Let’s allow Avery to make this clear. The tempestuous agitator did not refer to Jason Blake’s recent diagnosis of cancer, as a Toronto radio personality publicly charged on Monday.

“That is completely false,” Avery told The Post in an exclusive interview at a downtown hotel here following the hearing with Campbell. “I’ve had two grandfathers die of cancer. It’s disgusting that anyone would attempt to slur me in that way. It hurts. At this point, though, I’ve been advised by my attorneys not to say anything more about it.”

Avery arrived at the NHLPA office at 10:45 a.m. with agent Pat Morris, Ranger PR executive John Rosasco and an additional attorney. They emerged a half-hour later, then made the short trip to the NHL office adjacent to the Leafs’ home rink.

How appropriate.

But we digress.

The hearing, which included GM Glen Sather, lasted approximately an hour. When it ended, Avery was contrite in speaking to The Post while following Campbell’s orders not to divulge the content of the meeting.

“I think there’s no need for me to engage the opposition in warm-ups,” said Avery, who nearly started a pregame brawl against the Devils at the Garden on Nov. 3. “There’s no question about it.”

There is question, however, why Avery was summoned while the league ignored Toronto’s Wade Belak’s observation on Sunday that, “If [Avery] keeps this up, someone is going to kill him.”

Campbell is the disciplinarian who did not discipline Vancouver’s Brad May when the Canuck winger vowed retribution against Steve Moore after he took out Markus Naslund in 2004.

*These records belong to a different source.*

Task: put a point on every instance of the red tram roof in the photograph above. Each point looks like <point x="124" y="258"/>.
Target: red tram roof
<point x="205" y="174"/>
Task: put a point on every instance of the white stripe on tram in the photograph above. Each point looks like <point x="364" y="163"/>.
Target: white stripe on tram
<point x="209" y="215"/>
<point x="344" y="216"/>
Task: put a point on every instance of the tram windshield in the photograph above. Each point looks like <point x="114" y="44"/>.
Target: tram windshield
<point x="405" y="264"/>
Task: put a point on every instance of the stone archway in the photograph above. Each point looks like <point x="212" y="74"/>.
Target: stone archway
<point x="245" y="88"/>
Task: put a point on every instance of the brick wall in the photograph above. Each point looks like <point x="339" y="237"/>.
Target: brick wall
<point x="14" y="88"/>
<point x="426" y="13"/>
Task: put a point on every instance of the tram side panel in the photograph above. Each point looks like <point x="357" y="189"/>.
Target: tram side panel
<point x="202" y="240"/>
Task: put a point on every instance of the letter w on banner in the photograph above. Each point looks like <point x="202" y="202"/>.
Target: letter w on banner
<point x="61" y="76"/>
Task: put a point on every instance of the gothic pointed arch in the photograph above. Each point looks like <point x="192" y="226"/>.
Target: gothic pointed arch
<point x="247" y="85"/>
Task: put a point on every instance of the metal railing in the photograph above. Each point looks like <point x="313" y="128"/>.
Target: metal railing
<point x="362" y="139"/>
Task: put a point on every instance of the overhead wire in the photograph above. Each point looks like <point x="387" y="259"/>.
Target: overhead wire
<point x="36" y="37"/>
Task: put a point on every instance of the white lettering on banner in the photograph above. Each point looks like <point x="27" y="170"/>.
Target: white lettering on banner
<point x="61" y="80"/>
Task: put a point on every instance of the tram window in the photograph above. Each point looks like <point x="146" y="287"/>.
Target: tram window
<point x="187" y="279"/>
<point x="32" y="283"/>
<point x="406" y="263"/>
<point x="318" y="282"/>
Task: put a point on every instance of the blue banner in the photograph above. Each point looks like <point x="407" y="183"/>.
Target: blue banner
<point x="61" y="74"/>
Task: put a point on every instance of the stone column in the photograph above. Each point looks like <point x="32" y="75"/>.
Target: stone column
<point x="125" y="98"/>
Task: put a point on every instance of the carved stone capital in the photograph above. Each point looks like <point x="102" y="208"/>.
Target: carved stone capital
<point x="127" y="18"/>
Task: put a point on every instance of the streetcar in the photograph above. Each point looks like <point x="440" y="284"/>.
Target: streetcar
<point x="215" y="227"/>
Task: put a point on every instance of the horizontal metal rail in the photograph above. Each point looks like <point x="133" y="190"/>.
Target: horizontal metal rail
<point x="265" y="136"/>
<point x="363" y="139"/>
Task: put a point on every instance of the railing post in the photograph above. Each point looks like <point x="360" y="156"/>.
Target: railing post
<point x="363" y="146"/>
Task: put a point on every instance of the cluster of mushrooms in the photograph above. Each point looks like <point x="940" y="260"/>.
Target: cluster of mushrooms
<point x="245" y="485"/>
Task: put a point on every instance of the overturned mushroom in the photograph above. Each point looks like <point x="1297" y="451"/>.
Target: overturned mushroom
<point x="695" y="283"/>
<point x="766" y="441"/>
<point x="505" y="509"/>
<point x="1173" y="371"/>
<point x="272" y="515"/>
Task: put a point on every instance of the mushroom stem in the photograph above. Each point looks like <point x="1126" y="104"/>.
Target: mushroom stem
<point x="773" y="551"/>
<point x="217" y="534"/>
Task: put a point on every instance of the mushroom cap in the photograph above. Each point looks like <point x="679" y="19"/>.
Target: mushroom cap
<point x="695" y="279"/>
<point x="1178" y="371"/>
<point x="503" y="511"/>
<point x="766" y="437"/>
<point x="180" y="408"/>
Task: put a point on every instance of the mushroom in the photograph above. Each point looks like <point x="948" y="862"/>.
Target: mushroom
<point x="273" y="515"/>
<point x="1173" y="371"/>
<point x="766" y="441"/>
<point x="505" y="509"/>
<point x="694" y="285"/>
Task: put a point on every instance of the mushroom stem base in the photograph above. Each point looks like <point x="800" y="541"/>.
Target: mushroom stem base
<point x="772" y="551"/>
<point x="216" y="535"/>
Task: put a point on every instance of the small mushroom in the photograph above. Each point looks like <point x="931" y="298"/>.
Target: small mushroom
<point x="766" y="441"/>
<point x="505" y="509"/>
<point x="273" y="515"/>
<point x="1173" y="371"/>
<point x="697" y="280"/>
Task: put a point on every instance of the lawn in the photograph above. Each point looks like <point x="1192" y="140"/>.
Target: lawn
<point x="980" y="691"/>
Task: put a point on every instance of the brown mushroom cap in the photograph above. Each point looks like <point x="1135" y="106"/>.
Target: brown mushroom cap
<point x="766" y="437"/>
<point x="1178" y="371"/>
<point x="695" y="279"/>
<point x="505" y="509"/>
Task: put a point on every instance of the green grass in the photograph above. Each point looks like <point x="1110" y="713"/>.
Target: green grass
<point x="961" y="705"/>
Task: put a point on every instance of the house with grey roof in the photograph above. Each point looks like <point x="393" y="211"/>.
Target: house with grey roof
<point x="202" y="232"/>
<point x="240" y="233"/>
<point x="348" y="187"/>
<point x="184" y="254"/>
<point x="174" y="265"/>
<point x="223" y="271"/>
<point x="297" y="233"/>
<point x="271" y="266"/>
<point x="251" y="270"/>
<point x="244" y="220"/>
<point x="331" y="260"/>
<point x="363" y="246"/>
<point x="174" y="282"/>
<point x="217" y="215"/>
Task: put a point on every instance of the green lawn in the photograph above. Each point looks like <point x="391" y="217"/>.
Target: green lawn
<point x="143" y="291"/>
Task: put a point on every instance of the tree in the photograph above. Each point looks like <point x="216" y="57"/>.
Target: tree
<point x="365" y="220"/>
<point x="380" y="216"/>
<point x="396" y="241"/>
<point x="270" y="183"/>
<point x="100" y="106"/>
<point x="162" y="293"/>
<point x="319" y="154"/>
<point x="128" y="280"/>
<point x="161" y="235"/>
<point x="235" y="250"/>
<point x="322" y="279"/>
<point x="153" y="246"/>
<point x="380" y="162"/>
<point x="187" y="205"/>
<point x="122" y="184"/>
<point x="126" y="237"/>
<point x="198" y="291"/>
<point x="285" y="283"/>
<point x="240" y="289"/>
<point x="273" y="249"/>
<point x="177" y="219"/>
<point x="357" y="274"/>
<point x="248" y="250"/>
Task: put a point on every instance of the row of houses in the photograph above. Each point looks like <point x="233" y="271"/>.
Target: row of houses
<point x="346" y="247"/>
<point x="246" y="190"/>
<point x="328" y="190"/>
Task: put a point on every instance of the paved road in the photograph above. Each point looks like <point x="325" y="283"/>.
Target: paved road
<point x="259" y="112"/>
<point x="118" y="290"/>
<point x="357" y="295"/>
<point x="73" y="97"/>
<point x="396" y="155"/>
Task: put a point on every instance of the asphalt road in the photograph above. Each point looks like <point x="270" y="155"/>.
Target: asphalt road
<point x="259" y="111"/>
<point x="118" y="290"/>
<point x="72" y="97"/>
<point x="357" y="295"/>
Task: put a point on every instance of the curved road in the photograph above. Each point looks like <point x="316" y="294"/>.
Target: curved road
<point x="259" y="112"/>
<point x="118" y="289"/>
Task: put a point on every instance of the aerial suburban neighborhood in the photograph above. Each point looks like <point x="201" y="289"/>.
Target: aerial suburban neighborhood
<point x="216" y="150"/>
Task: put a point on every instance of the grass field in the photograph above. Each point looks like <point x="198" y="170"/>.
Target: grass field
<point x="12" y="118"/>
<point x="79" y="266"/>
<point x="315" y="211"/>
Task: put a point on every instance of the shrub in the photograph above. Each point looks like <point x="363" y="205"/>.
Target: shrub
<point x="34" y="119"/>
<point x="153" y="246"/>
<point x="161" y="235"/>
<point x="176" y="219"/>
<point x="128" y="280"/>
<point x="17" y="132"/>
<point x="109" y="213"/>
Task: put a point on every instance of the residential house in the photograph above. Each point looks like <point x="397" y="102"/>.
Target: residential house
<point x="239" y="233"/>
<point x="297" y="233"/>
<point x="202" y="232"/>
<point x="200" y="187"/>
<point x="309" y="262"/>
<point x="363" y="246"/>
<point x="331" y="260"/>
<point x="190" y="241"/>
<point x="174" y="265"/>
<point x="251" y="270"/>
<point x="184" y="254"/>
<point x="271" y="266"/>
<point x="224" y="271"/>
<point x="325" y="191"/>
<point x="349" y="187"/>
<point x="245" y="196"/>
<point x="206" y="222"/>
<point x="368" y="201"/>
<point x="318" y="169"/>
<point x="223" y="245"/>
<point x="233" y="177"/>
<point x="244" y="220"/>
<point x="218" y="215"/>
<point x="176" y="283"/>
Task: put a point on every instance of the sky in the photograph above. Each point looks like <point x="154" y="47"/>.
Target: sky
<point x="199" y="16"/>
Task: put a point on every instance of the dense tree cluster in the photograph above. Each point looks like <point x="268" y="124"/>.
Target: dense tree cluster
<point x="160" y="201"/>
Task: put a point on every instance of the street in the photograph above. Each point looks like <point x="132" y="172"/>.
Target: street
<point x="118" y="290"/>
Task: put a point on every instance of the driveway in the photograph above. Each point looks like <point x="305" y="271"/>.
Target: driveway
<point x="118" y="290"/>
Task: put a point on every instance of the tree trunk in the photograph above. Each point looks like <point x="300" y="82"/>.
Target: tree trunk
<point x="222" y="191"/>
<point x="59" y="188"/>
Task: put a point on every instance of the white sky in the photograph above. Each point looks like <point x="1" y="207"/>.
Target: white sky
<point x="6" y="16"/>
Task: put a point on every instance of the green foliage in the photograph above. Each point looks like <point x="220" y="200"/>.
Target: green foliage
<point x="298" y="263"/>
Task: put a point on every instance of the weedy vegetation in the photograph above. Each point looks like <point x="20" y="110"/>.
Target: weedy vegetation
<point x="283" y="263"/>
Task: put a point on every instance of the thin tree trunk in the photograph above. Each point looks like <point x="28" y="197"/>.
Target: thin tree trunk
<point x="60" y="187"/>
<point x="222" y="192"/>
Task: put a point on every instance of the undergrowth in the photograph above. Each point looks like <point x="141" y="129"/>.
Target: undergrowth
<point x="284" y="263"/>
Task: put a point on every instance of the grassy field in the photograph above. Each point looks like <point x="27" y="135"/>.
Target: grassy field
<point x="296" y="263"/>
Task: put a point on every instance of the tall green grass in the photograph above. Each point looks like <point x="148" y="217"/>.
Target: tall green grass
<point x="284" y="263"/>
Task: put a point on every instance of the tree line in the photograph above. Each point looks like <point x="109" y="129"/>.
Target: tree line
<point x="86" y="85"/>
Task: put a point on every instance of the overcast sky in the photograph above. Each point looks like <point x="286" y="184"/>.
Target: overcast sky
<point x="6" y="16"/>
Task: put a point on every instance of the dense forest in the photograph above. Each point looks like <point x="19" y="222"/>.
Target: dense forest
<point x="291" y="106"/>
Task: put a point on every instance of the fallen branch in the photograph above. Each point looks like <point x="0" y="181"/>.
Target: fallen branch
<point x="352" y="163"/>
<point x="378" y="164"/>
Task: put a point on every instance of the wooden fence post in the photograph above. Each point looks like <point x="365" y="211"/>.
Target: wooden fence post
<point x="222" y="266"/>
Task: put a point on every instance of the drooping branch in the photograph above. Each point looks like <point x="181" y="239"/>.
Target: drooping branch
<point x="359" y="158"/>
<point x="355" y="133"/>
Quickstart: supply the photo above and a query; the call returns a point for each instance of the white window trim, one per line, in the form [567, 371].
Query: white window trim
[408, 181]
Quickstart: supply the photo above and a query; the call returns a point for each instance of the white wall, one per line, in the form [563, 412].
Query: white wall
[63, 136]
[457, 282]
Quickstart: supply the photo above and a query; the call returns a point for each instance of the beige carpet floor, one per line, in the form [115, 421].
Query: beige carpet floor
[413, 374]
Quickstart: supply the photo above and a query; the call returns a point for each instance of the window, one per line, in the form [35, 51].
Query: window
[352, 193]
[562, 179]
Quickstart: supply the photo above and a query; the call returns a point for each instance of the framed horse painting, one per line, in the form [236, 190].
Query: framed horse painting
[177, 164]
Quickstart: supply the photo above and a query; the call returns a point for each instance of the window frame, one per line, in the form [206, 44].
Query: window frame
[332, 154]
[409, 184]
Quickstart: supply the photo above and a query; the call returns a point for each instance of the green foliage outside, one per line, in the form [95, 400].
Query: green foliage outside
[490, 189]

“There’s definitely a bounty on his head,” May said following the Feb. 16 match. “It’s going to be fun when we get him.”

It was so much fun, wasn’t it, on March 8, 2004, when Todd Bertuzzi did in fact get Moore?

Campbell is the disciplinarian who did not discipline Ottawa’s Brian McGrattan this September when he vowed retribution against Steve Downie after the Flyers’ rookie concussed Dean McAmmond in a preseason game.

“He’ll get what’s coming to him the next time we play,” McGratton pledged. “That’s for sure.”

Sticks and stones break bones but somehow Campbell deemed Avery’s words more harmful to the league’s image than threats of breaking bones or using sticks.

This doesn’t absolve Avery of his responsibility to remain within the bounds of decency. But Sather could have told him that, himself.

“I’m employed by the New York Rangers and National Hockey League and I have to adhere to what they want me to do,” he said. “I get that.”

We all get that. It’s impossible, however, to get just why the Maple Leaf-centric NHL Toronto office found the need to haul him up here for a hearing.